Jako radykalna troska oznacza to jednoczesne przygotowywanie się do walki toczącej się wewnątrz nas oraz do walki z wrogami ludzkości. Koncepcja Hevaltî nie jest przypadkowa dla sposobu, w jaki organizuje się ruch kurdyjski, ale stanowi istotną jego podstawę i mechanizm samoobrony dla funkcjonowania każdej jego struktury organizacyjnej. Z tego powodu uważamy, że istnieje wiele do nauczenia się od hevaltî jako rewolucyjnej metody radykalnej troski. Liberalne podejście do „tolerancji”, że „nie musimy się lubić, musimy tylko potrafić wspólnie wykonać pracę”, jest szkodliwe i otwiera społeczności na infiltrację i ataki ze strony państwa.
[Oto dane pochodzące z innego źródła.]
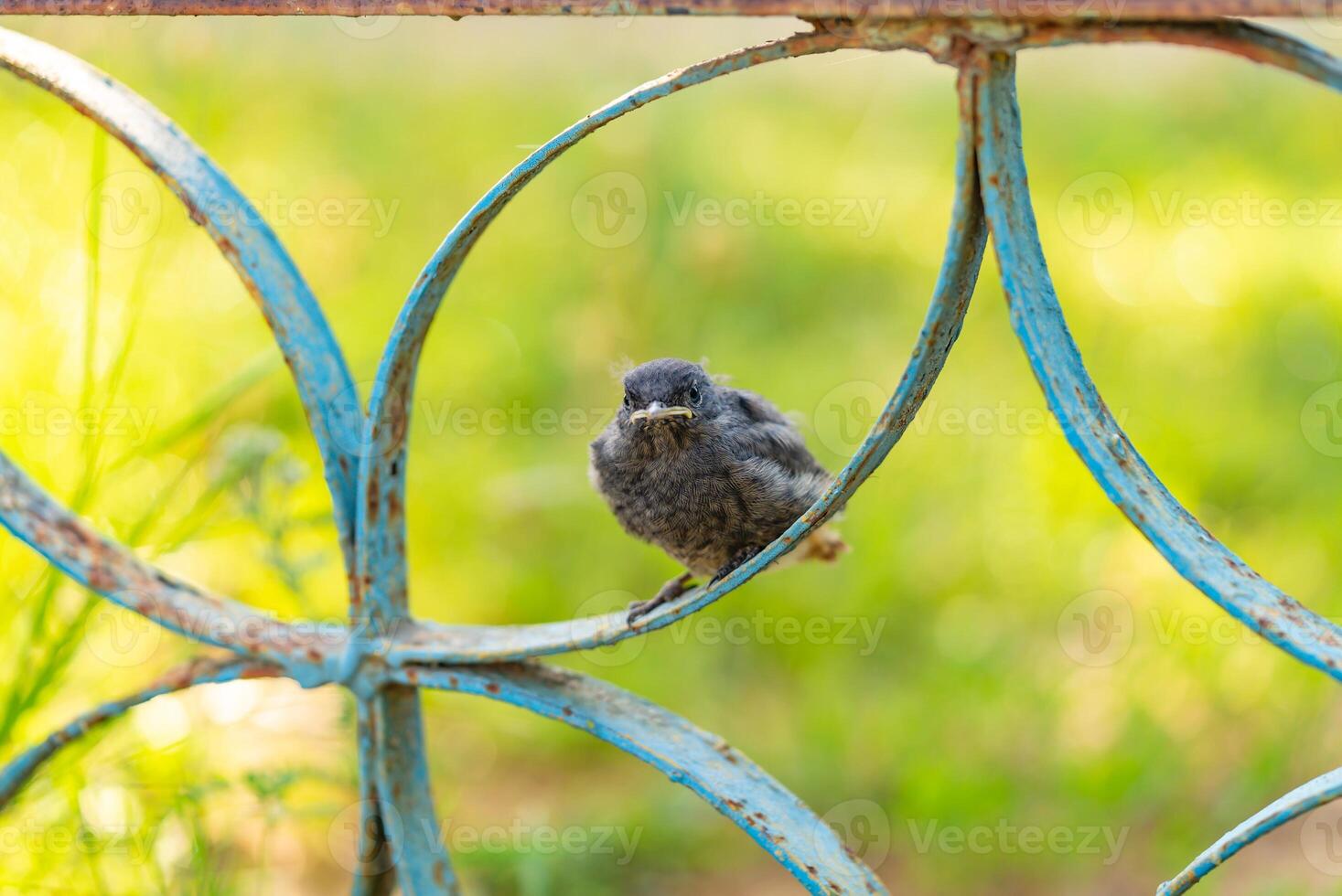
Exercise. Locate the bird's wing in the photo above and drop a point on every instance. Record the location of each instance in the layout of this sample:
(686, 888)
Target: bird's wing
(769, 436)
Oczywiście, żadna metoda ani mechanizm nie jest całkowicie na to odporna – ale zastanawiamy się, czy budowa społeczności i organizacji, oparte na zrozumieniu, że „jeśli walczymy razem, musimy próbować się lubić, a nawet kochać”, nie byłyby bezpieczniejsze i bardziej trwałe. Do takiej myśli nie prowadzi nas naiwność wobec ludzkiego zachowania w naszym obecnym świecie, zwłaszcza biorąc pod uwagę, że ludzie przynoszą indywidualistyczną, patriarchalną i kapitalistyczną mentalności do kolektywów. Oznacza to raczej, że traktujemy się nawzajem z podstawowym poziomem człowieczeństwa i zaufania do potencjalnej zdolności każdego do przemiany, a jeśli wszystko inne zawiedzie, mamy autonomiczne mechanizmy odpowiedzialności.

Budowanie naszych struktur i mechanizmów zakładając, że już jesteśmy wolni, oznacza, że stajemy się coraz mniej zależni od mechanizmów państwowych i możemy organizować się w oparciu o nasze własne zasady. Gdy wrogowie życia nadal niszczą nasze osobowości, nasze społeczności i nasz świat, hevaltî jako radykalna troska staje się niezbędna do przetrwania.